Kruse K, Kracht U, Göpfert G
Neuropediatrics. 1982 Feb;13(1):3-9. doi: 10.1055/s-2008-1059588.
The response of kidney and bone to parathyroid extract (PTE) was investigated in 8 epileptic children on long-term treatment with primidone in combination with phenytoin or other anticonvulsant drugs. The results indicate a dissociation between normal and cyclic AMP excretion and disturbed renal handling of phosphate which resembles type II pseudohypoparathyroidism suggesting an anticonvulsant drug related inhibition of cyclic AMP-induced phosphaturia. It is speculated that antiepileptic drugs may provoke renal conservation of phosphate which may explain the relative low incidence of manifest rickets or osteomalacia in site of low 25-hydroxy-vitamin D levels in epileptic patients. A normal bone response of PTE indicates that antiepileptic treatment with phenobarbital and phenytoin does not affect PTH-stimulated bone resorption in the investigated patients.

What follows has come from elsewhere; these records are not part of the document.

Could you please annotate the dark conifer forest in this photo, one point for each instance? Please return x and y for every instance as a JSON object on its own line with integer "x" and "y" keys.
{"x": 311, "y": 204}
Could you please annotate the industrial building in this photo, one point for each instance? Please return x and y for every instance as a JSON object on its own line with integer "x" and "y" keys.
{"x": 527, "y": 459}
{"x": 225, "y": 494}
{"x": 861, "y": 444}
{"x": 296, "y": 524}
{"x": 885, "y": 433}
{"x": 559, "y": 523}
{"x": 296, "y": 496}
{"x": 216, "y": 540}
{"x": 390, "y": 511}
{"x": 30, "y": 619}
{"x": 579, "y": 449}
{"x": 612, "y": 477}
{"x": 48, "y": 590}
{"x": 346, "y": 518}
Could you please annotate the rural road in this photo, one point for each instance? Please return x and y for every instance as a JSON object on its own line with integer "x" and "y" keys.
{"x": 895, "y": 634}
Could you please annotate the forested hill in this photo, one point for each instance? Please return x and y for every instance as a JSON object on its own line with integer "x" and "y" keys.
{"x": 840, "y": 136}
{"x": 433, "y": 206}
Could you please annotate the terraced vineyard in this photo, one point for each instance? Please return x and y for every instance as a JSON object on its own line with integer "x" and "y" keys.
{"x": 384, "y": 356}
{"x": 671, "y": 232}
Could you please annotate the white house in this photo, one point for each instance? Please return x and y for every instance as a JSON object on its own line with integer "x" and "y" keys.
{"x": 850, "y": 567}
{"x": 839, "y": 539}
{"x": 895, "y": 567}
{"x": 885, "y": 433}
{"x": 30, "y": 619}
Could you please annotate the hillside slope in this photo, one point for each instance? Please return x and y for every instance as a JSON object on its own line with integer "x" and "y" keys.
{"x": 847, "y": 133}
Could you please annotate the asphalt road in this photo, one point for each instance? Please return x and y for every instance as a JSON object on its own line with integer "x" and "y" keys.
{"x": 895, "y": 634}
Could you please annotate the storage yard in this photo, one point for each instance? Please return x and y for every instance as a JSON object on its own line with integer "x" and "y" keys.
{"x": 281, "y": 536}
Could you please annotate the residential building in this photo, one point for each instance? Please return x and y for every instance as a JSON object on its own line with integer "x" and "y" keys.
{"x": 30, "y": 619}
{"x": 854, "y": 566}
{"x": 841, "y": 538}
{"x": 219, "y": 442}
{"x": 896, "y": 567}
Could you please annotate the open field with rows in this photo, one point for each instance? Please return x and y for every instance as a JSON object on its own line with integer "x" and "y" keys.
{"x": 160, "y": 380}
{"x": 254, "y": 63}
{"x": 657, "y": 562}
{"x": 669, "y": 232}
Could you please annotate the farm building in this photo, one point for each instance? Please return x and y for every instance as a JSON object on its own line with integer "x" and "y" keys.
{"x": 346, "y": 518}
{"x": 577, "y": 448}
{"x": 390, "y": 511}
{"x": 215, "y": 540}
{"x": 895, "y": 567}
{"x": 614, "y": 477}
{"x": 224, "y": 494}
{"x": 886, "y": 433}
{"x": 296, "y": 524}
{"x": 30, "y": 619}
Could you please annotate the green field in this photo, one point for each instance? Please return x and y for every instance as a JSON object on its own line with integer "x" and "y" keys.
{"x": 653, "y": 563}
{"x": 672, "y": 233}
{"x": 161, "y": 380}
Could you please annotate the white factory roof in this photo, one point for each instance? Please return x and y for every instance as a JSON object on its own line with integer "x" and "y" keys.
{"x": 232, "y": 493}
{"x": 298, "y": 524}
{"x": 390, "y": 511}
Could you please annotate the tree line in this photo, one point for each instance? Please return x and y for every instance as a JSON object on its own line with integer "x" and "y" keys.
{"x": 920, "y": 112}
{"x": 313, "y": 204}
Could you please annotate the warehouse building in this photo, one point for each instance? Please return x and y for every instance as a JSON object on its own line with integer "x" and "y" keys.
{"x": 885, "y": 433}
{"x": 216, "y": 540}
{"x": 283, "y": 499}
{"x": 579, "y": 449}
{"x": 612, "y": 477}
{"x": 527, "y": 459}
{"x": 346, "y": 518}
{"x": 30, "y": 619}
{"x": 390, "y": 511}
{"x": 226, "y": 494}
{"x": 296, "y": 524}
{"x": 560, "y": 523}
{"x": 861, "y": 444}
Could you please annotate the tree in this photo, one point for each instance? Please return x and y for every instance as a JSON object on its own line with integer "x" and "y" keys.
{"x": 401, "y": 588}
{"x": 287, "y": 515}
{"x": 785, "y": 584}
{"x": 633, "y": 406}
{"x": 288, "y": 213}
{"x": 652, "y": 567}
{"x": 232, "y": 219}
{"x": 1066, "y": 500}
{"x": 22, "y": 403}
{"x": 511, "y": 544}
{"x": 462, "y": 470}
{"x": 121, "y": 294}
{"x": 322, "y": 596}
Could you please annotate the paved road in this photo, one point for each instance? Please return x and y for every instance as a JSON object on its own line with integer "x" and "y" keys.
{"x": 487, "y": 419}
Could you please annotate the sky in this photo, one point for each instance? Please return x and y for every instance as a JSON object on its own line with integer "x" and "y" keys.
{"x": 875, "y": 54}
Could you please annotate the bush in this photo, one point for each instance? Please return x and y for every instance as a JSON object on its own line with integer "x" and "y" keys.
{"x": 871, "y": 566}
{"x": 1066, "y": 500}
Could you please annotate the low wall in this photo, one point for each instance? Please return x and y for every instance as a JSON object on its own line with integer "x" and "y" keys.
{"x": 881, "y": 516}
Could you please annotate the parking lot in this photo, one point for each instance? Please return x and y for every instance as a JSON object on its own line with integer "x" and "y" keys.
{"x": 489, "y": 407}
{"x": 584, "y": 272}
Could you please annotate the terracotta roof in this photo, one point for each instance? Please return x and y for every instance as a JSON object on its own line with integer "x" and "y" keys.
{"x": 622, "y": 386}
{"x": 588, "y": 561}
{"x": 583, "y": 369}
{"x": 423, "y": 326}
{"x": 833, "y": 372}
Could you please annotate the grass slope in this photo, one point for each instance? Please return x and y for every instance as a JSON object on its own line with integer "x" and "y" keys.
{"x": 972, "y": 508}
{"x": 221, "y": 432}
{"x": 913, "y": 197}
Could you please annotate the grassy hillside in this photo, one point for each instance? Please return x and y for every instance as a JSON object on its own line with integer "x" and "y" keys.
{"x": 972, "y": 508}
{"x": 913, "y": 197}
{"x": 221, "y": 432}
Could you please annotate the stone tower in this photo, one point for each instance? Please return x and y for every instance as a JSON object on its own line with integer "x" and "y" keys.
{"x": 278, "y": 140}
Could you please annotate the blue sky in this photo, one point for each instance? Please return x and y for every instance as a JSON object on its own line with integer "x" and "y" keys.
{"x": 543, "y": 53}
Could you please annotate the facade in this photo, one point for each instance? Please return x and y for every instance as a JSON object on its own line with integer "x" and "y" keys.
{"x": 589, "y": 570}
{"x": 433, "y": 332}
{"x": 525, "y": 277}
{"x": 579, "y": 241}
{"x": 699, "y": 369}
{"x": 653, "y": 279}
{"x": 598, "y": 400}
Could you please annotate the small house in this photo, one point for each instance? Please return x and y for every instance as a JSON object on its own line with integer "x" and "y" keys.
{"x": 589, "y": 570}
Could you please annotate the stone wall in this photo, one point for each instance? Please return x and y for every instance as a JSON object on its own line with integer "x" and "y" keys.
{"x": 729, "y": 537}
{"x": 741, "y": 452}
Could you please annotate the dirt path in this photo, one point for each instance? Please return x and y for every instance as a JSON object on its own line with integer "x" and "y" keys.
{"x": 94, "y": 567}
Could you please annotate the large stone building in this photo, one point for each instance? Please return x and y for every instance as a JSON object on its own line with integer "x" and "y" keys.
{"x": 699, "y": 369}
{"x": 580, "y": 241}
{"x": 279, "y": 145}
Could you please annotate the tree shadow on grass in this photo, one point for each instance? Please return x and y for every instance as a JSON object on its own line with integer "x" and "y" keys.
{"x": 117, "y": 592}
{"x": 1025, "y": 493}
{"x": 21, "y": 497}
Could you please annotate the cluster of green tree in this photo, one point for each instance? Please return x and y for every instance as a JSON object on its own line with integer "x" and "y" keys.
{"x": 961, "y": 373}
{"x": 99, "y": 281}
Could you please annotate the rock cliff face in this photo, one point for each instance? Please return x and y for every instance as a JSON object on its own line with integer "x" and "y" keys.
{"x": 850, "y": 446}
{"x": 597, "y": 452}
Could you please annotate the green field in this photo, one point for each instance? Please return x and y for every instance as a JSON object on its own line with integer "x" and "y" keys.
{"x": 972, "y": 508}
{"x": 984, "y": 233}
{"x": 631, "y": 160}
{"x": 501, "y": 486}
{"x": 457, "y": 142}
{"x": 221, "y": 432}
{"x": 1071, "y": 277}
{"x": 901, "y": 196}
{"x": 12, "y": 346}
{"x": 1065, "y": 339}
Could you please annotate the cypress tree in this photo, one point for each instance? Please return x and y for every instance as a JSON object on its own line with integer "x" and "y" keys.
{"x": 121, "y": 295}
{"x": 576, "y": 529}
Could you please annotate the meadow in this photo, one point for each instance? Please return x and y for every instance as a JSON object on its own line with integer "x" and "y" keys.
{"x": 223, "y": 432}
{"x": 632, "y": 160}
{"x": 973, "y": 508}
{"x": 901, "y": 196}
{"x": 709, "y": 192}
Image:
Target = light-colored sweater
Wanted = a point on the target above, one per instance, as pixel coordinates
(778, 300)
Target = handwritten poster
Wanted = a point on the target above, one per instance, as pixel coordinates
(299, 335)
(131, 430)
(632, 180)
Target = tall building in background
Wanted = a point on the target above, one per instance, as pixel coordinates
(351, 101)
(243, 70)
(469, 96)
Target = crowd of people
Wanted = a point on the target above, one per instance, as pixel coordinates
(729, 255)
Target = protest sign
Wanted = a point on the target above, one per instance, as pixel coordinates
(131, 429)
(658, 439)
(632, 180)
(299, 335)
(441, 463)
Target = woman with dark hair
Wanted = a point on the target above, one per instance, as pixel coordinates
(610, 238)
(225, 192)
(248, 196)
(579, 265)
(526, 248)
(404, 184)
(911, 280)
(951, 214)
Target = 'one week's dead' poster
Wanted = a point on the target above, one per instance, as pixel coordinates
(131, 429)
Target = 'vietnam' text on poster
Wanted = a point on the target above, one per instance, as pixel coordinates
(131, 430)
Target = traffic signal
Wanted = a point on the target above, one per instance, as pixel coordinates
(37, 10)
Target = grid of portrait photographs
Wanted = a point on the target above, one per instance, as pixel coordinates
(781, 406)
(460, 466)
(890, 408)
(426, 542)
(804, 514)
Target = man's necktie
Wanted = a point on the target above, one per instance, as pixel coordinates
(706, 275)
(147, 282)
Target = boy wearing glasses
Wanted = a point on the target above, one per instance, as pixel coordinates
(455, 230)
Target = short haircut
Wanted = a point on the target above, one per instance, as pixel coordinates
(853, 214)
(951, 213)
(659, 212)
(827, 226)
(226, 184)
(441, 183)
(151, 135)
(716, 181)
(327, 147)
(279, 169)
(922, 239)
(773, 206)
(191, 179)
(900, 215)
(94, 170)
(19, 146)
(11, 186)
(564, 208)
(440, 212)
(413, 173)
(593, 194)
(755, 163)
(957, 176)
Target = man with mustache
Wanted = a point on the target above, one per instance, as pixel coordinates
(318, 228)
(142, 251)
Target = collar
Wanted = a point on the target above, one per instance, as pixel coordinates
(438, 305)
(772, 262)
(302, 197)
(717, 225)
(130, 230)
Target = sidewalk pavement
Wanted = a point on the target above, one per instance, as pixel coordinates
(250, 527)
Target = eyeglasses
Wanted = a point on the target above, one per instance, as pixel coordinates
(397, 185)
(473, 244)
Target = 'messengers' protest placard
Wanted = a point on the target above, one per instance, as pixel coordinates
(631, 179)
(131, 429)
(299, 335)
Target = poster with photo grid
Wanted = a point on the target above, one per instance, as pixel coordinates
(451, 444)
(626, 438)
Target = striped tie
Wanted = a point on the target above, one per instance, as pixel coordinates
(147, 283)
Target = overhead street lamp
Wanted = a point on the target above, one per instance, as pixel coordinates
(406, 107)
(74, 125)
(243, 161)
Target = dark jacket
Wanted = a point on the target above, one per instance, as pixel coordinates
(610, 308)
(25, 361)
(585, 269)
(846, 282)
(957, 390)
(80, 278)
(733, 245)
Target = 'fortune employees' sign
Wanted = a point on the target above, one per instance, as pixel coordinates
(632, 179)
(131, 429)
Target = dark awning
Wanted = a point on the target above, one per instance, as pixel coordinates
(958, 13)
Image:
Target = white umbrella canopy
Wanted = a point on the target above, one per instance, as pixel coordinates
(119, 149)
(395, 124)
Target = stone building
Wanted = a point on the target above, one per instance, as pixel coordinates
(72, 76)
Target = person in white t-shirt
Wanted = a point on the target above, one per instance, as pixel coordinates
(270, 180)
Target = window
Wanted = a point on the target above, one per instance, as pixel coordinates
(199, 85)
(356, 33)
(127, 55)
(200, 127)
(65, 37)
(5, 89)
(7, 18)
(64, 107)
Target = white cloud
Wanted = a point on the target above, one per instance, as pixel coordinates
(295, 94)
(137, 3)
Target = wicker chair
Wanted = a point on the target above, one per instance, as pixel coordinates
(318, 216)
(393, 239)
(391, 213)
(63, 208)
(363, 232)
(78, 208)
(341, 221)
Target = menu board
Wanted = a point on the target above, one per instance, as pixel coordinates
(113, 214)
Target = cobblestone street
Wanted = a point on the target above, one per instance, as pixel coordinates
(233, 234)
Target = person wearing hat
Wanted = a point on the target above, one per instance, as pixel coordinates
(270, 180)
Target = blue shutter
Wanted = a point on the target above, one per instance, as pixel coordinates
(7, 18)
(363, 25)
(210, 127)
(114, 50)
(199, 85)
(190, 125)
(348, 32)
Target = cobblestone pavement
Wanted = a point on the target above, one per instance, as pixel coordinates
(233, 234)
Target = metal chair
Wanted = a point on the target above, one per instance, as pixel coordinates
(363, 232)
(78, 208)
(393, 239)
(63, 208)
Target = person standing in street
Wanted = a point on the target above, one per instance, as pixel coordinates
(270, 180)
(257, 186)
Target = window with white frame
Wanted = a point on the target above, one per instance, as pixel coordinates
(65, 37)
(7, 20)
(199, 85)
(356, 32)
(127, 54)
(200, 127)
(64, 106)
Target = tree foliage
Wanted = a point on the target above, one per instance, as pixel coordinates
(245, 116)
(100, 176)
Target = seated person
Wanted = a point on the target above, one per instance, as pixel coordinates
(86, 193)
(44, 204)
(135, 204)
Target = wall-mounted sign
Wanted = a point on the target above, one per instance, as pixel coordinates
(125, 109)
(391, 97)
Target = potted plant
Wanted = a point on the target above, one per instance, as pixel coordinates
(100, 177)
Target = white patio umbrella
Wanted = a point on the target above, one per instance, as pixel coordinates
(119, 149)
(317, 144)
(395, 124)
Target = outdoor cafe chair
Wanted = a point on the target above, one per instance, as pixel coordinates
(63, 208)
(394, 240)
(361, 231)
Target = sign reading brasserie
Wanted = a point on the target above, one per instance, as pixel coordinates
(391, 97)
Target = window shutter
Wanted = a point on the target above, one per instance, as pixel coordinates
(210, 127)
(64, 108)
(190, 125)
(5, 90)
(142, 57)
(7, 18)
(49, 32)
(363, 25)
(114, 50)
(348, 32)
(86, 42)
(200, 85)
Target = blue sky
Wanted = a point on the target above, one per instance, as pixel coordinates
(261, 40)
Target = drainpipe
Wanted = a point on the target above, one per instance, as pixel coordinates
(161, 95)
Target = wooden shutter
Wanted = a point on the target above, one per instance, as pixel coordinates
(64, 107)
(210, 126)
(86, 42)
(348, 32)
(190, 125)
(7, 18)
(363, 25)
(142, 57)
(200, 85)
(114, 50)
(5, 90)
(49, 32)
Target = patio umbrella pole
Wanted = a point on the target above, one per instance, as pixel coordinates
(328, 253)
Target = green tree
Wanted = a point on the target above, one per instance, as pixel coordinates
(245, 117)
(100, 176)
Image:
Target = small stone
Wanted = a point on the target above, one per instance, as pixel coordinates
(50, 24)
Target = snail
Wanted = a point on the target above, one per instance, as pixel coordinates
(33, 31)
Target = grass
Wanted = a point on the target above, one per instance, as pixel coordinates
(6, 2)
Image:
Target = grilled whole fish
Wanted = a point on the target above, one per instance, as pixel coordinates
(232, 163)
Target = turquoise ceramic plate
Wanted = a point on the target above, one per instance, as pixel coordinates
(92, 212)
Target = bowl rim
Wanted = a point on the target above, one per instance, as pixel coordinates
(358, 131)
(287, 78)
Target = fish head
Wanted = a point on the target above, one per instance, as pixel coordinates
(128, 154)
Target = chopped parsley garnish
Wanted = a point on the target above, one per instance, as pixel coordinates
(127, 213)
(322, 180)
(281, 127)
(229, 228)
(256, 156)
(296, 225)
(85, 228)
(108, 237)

对8名长期服用扑米酮联合苯妥英或其他抗惊厥药物治疗的癫痫患儿,研究了肾脏和骨骼对甲状旁腺提取物(PTE)的反应。结果表明,正常和环磷酸腺苷排泄之间存在分离,肾脏对磷酸盐的处理受到干扰,这类似于II型假性甲状旁腺功能减退,提示抗惊厥药物相关的环磷酸腺苷诱导的磷尿抑制。据推测,抗癫痫药物可能会促使肾脏保留磷酸盐,这可能解释了癫痫患者尽管25-羟基维生素D水平较低,但明显佝偻病或骨软化症的发病率相对较低的原因。PTE的正常骨反应表明,在所研究的患者中,苯巴比妥和苯妥英的抗癫痫治疗不影响甲状旁腺激素刺激的骨吸收。